Whitepaper

A whitepaper is a document prepared by a party prior to launching a new cryptocurrency. It details everything prospective investors need to know about the currency before making a purchase decision. This includes commercial, technological and financial details of a given new coin in language that can be understood by someone who is not an expert in the field..

Popular crypto whitepapers are the Bitcoin whitepaper, the Ethereum whitepaper or the ETHlend whitepaper.


Whales

Whales are traders with massive amounts of the cryptocurrency being traded. They are able to sell and buy in quantities large enough to manipulate the market price in the short term.


Wallet

A crypto wallet is a file that houses private keys. It usually contains a software client which allows access to view and create transactions on a specific blockchain that the wallet is designed for.

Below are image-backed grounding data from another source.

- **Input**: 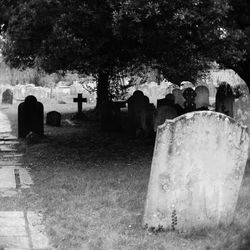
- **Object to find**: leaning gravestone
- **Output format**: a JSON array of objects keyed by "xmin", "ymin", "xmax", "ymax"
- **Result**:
[
  {"xmin": 46, "ymin": 111, "xmax": 61, "ymax": 127},
  {"xmin": 215, "ymin": 82, "xmax": 234, "ymax": 118},
  {"xmin": 195, "ymin": 85, "xmax": 209, "ymax": 110},
  {"xmin": 144, "ymin": 111, "xmax": 249, "ymax": 232},
  {"xmin": 2, "ymin": 89, "xmax": 13, "ymax": 104},
  {"xmin": 18, "ymin": 95, "xmax": 44, "ymax": 138}
]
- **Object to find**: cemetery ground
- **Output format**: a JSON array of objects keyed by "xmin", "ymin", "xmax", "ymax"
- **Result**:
[{"xmin": 1, "ymin": 100, "xmax": 250, "ymax": 250}]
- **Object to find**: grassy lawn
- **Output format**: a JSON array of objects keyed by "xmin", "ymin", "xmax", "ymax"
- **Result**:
[{"xmin": 1, "ymin": 100, "xmax": 250, "ymax": 250}]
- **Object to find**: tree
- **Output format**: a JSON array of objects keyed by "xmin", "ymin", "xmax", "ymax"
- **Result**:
[
  {"xmin": 217, "ymin": 0, "xmax": 250, "ymax": 88},
  {"xmin": 0, "ymin": 0, "xmax": 237, "ymax": 105}
]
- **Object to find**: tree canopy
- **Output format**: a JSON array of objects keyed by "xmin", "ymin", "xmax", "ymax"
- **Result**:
[{"xmin": 0, "ymin": 0, "xmax": 249, "ymax": 102}]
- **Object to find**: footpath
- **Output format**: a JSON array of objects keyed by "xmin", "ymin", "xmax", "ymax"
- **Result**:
[{"xmin": 0, "ymin": 111, "xmax": 53, "ymax": 250}]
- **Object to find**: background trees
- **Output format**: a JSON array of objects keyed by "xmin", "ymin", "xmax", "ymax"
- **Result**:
[{"xmin": 0, "ymin": 0, "xmax": 249, "ymax": 105}]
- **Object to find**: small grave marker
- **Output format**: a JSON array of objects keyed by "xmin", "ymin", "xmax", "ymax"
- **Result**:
[
  {"xmin": 46, "ymin": 111, "xmax": 61, "ymax": 127},
  {"xmin": 2, "ymin": 89, "xmax": 13, "ymax": 104}
]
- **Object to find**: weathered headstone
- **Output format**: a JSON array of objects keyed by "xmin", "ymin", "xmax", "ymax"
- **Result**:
[
  {"xmin": 215, "ymin": 82, "xmax": 234, "ymax": 117},
  {"xmin": 2, "ymin": 89, "xmax": 13, "ymax": 104},
  {"xmin": 172, "ymin": 89, "xmax": 185, "ymax": 108},
  {"xmin": 128, "ymin": 90, "xmax": 154, "ymax": 137},
  {"xmin": 144, "ymin": 111, "xmax": 249, "ymax": 232},
  {"xmin": 18, "ymin": 95, "xmax": 44, "ymax": 138},
  {"xmin": 154, "ymin": 105, "xmax": 178, "ymax": 132},
  {"xmin": 183, "ymin": 88, "xmax": 196, "ymax": 113},
  {"xmin": 46, "ymin": 111, "xmax": 61, "ymax": 127},
  {"xmin": 195, "ymin": 86, "xmax": 209, "ymax": 110},
  {"xmin": 157, "ymin": 94, "xmax": 175, "ymax": 108}
]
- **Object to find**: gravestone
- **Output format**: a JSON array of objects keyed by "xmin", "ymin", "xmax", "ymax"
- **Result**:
[
  {"xmin": 18, "ymin": 95, "xmax": 44, "ymax": 138},
  {"xmin": 183, "ymin": 88, "xmax": 196, "ymax": 113},
  {"xmin": 172, "ymin": 89, "xmax": 185, "ymax": 108},
  {"xmin": 154, "ymin": 105, "xmax": 178, "ymax": 132},
  {"xmin": 128, "ymin": 90, "xmax": 153, "ymax": 137},
  {"xmin": 72, "ymin": 93, "xmax": 87, "ymax": 120},
  {"xmin": 46, "ymin": 111, "xmax": 61, "ymax": 127},
  {"xmin": 144, "ymin": 111, "xmax": 249, "ymax": 232},
  {"xmin": 157, "ymin": 94, "xmax": 175, "ymax": 108},
  {"xmin": 2, "ymin": 89, "xmax": 13, "ymax": 104},
  {"xmin": 215, "ymin": 82, "xmax": 234, "ymax": 117},
  {"xmin": 195, "ymin": 86, "xmax": 209, "ymax": 110}
]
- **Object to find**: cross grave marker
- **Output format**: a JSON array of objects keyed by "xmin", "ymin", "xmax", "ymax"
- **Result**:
[{"xmin": 73, "ymin": 93, "xmax": 87, "ymax": 115}]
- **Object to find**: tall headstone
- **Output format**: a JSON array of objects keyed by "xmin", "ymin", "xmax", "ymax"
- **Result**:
[
  {"xmin": 183, "ymin": 88, "xmax": 196, "ymax": 113},
  {"xmin": 18, "ymin": 95, "xmax": 44, "ymax": 138},
  {"xmin": 144, "ymin": 111, "xmax": 249, "ymax": 232},
  {"xmin": 2, "ymin": 89, "xmax": 13, "ymax": 104},
  {"xmin": 195, "ymin": 86, "xmax": 209, "ymax": 110},
  {"xmin": 215, "ymin": 82, "xmax": 234, "ymax": 117},
  {"xmin": 128, "ymin": 90, "xmax": 154, "ymax": 137}
]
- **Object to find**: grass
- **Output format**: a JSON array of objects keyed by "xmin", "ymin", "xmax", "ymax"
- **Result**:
[{"xmin": 1, "ymin": 100, "xmax": 250, "ymax": 250}]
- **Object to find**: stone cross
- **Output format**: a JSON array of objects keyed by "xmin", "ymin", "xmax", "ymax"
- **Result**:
[{"xmin": 73, "ymin": 94, "xmax": 87, "ymax": 115}]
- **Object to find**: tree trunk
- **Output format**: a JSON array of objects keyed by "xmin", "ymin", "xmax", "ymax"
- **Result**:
[
  {"xmin": 96, "ymin": 71, "xmax": 110, "ymax": 108},
  {"xmin": 234, "ymin": 60, "xmax": 250, "ymax": 92}
]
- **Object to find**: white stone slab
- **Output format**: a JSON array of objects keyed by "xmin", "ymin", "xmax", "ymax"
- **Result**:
[
  {"xmin": 144, "ymin": 111, "xmax": 249, "ymax": 232},
  {"xmin": 27, "ymin": 211, "xmax": 51, "ymax": 249},
  {"xmin": 0, "ymin": 168, "xmax": 16, "ymax": 188},
  {"xmin": 0, "ymin": 217, "xmax": 25, "ymax": 227},
  {"xmin": 0, "ymin": 236, "xmax": 29, "ymax": 248},
  {"xmin": 0, "ymin": 211, "xmax": 24, "ymax": 218},
  {"xmin": 0, "ymin": 226, "xmax": 26, "ymax": 237}
]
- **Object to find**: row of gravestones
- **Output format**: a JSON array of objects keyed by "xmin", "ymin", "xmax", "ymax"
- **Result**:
[
  {"xmin": 143, "ymin": 81, "xmax": 250, "ymax": 232},
  {"xmin": 127, "ymin": 81, "xmax": 250, "ymax": 137},
  {"xmin": 16, "ymin": 95, "xmax": 250, "ymax": 232}
]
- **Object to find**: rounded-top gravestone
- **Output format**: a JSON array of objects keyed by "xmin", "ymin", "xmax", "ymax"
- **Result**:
[
  {"xmin": 195, "ymin": 85, "xmax": 209, "ymax": 110},
  {"xmin": 2, "ymin": 89, "xmax": 13, "ymax": 104},
  {"xmin": 18, "ymin": 95, "xmax": 44, "ymax": 138},
  {"xmin": 46, "ymin": 111, "xmax": 61, "ymax": 127}
]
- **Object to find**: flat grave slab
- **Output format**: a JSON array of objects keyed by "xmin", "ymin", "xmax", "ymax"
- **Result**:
[
  {"xmin": 0, "ymin": 167, "xmax": 16, "ymax": 189},
  {"xmin": 0, "ymin": 211, "xmax": 52, "ymax": 250},
  {"xmin": 0, "ymin": 161, "xmax": 23, "ymax": 166},
  {"xmin": 0, "ymin": 166, "xmax": 33, "ymax": 190},
  {"xmin": 0, "ymin": 145, "xmax": 18, "ymax": 152}
]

Crypto wallets can come in the form of a hardware wallet, hot wallet or paper wallet.


Volatility

Volatility refers to how often the price of a currency is changing. The opposite of volatile is stable.


Turing Complete

Turing complete refers to the ability of a machine to perform calculations that any other programmable computer is capable of.


Transaction Fee

All cryptocurrency transactions involve a small transaction fee. These transaction fees add up to account for the block reward that a miner receives when he successfully processes a block.


Technical Analysis

Financial analysis that uses patterns in market data to identify trends and make predictions. It is the use of past price information to identify trends and areas of supply and demand.


TCP/IP

Acronyms stand for "Transmission Control Protocol / Internet Protocol" and is the connection protocol used by the Internet.


Staking

In a Proof of Stake system, staking means leaving your coins in your wallet to increase their stake in an attempt to net rewards from block creation.


Smart Contract

Smart contracts encode business rules in a programmable language onto the blockchain and are enforced by the participants of the network. They are capable of controlling digital assets by following the conditions set in place by a prior agreement between two or more parties.

For example, a smart contract may stipulate that only once both a husband and a wife have paid a certain amount of cryptocurrency, the title to a house they may be buying together is transferred into the names of both husband and wife.